Vicious rassemble deux sommités dans le monde culturel, Ian McKellan et Derek Jacobi, tous deux ayant une feuille de parcours impressionnante et ces têtes d’affiche mettent tout leur talent au service de leurs personnages. Dans Mystery girls, on « célèbre » le retour d’un duo à l’écran qui a marqué une génération des années 90 : Beverly Hills 90210. Sans nécessairement remettre en compte leur talent d’actrices, leur feuille de parcours depuis la défunte série n’a rien de bien reluisant : quelques apparitions ou rôles à la télévision et en particulier pour Tori, une téléréalité médiocre qui a souvent défrayé la chronique. Si les critiques ont particulièrement apprécié le fait que ces femmes n’aient aucune pudeur en acceptant de se moquer de leurs propres défauts, ces constances allusions au passé finissent par lasser à la longue et ce n’est pas prêt de s’arrêter : voici le synopsis de l’épisode #5 sur imdb.com : « Holly and Charlie return to Holly’s alma mater, West Beverly Hills High, in order to stop a senior prank »… C’est ce qu’on appelle être has-been.

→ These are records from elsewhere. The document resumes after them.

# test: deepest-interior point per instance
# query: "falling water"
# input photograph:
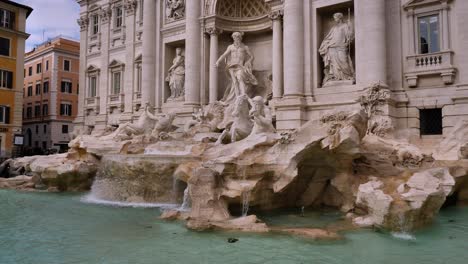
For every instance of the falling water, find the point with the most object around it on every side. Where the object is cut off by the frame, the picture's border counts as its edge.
(245, 202)
(187, 200)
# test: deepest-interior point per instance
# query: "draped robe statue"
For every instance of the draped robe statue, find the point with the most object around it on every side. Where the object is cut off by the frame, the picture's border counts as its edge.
(335, 51)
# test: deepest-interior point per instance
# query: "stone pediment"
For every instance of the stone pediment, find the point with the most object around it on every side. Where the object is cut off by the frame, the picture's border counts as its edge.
(420, 3)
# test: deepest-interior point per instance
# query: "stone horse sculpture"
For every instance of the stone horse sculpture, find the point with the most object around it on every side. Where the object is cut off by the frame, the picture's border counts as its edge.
(241, 125)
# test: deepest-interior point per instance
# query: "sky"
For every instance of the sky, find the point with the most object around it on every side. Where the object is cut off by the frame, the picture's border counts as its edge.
(51, 18)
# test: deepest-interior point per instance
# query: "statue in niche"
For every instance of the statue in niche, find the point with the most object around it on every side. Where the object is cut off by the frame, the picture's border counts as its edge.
(261, 116)
(335, 51)
(176, 77)
(239, 60)
(175, 9)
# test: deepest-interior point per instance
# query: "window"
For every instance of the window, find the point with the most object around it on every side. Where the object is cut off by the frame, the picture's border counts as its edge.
(30, 90)
(429, 34)
(37, 111)
(4, 46)
(38, 88)
(45, 110)
(116, 82)
(118, 17)
(6, 79)
(4, 114)
(46, 87)
(66, 65)
(29, 112)
(95, 23)
(92, 86)
(7, 19)
(430, 121)
(65, 109)
(66, 86)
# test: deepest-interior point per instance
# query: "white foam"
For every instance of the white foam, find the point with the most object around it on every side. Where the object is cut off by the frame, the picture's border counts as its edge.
(403, 236)
(91, 199)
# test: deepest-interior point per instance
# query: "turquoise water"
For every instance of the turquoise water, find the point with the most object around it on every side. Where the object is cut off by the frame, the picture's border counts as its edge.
(44, 228)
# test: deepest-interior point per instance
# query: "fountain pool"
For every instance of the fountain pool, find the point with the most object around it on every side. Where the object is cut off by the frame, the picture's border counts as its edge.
(60, 228)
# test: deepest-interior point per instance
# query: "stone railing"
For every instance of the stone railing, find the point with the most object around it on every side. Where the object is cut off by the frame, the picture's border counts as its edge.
(430, 64)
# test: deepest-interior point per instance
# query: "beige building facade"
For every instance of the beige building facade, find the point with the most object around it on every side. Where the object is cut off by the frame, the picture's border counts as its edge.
(308, 57)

Alors qu’une seconde saison de Vicious est attendue dans les prochains mois sur ITV, le sort de Mystery girls demeure incertain. Avec des cotes d’écoute qui s’éloignent du million chaque semaine (0.76, 0.48 et 0,58 respectivement), on doute de son avenir à long terme. Et entre l’audace et la nostalgie, la série britannique l’emporte haut la main.